To add a new benchmark, implement the Benchmark protocol:

from typing import Any
from mcpbr.benchmarks.base import Benchmark, BenchmarkTask
from mcpbr.docker_env import DockerEnvironmentManager, TaskEnvironment


class MyBenchmark:
    """Custom benchmark implementation."""

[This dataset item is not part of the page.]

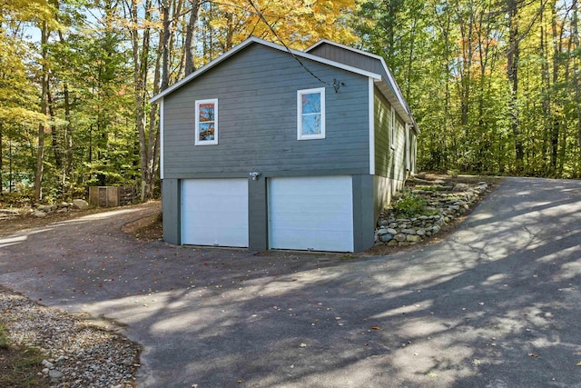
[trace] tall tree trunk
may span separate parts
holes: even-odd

    name: str = "my-benchmark"

    def load_tasks(
        self,
        sample_size: int | None = None,
        task_ids: list[str] | None = None,
        level: int | None = None,
        filter_difficulty: list[str] | None = None,
        filter_category: list[str] | None = None,
        filter_tags: list[str] | None = None,
    ) -> list[dict[str, Any]]:
        """Load tasks from your dataset."""
        tasks = [
            {
                "instance_id": "task-001",
                "problem_statement": "Implement a function that...",
                "repo": "my-org/my-repo",
                "base_commit": "abc123",
                "difficulty": "easy",
            },
            # ... more tasks
        ]

        # Apply filters
        if task_ids:
            tasks = [t for t in tasks if t["instance_id"] in task_ids]
        if filter_difficulty:
            tasks = [t for t in tasks if t.get("difficulty") in filter_difficulty]
        if sample_size:
            tasks = tasks[:sample_size]

        return tasks

    def normalize_task(self, task: dict[str, Any]) -> BenchmarkTask:
        """Convert to normalized format."""
        return BenchmarkTask(
            task_id=task["instance_id"],
            problem_statement=task["problem_statement"],
            repo=task["repo"],
            commit=task["base_commit"],
            metadata={"difficulty": task.get("difficulty")},
        )

    async def create_environment(
        self,
        task: dict[str, Any],
        docker_manager: DockerEnvironmentManager,
    ) -> TaskEnvironment:
        """Create a Docker environment for the task."""
        image = self.get_prebuilt_image(task)
        return await docker_manager.create_environment(
            image=image or "python:3.11-slim",
            instance_id=task["instance_id"],
            repo=task["repo"],
            commit=task["base_commit"],
        )

    async def evaluate(
        self,
        env: TaskEnvironment,
        task: dict[str, Any],
        solution: str,
    ) -> dict[str, Any]:
        """Evaluate the agent's solution."""
        # Apply the solution and run tests
        await env.write_file("/tmp/solution.py", solution)
        exit_code, output = await env.exec_command(
            "cd /workspace && python -m pytest tests/ -v"
        )
        return {
            "resolved": exit_code == 0,
            "test_output": output,
        }

    def get_prebuilt_image(self, task: dict[str, Any]) -> str | None:
        """Return pre-built Docker image if available."""
        return None  # No pre-built images

    def get_prompt_template(self) -> str:
        """Return the prompt template for agents."""
        return (
            "You are a software engineer. Solve the following problem:\n\n"
            "{problem_statement}\n\n"
            "Provide your solution as a Python implementation."
        )

Registering Your Benchmark

To make your benchmark available via create_benchmark() and the CLI, register it in BENCHMARK_REGISTRY:

# In mcpbr/benchmarks/__init__.py
from .my_benchmark import MyBenchmark

BENCHMARK_REGISTRY["my-benchmark"] = MyBenchmark

And add the benchmark ID to VALID_BENCHMARKS in mcpbr/config.py:

VALID_BENCHMARKS = (
    # ... existing benchmarks ...
    "my-benchmark",
)

Protocol Compliance

You can verify your implementation satisfies the protocol at runtime:

from mcpbr.benchmarks import Benchmark

my_bench = MyBenchmark()
assert isinstance(my_bench, Benchmark)  # Runtime check


list_benchmarks()

List all available benchmark names from the registry.

from mcpbr.benchmarks import list_benchmarks

names = list_benchmarks()
print(names)
# ['swe-bench-lite', 'swe-bench-verified', 'swe-bench-full', 'cybergym',
#  'humaneval', 'mcptoolbench', 'gsm8k', 'mbpp', 'math', ...]

Returns: list[str] -- Sorted list of benchmark identifier strings.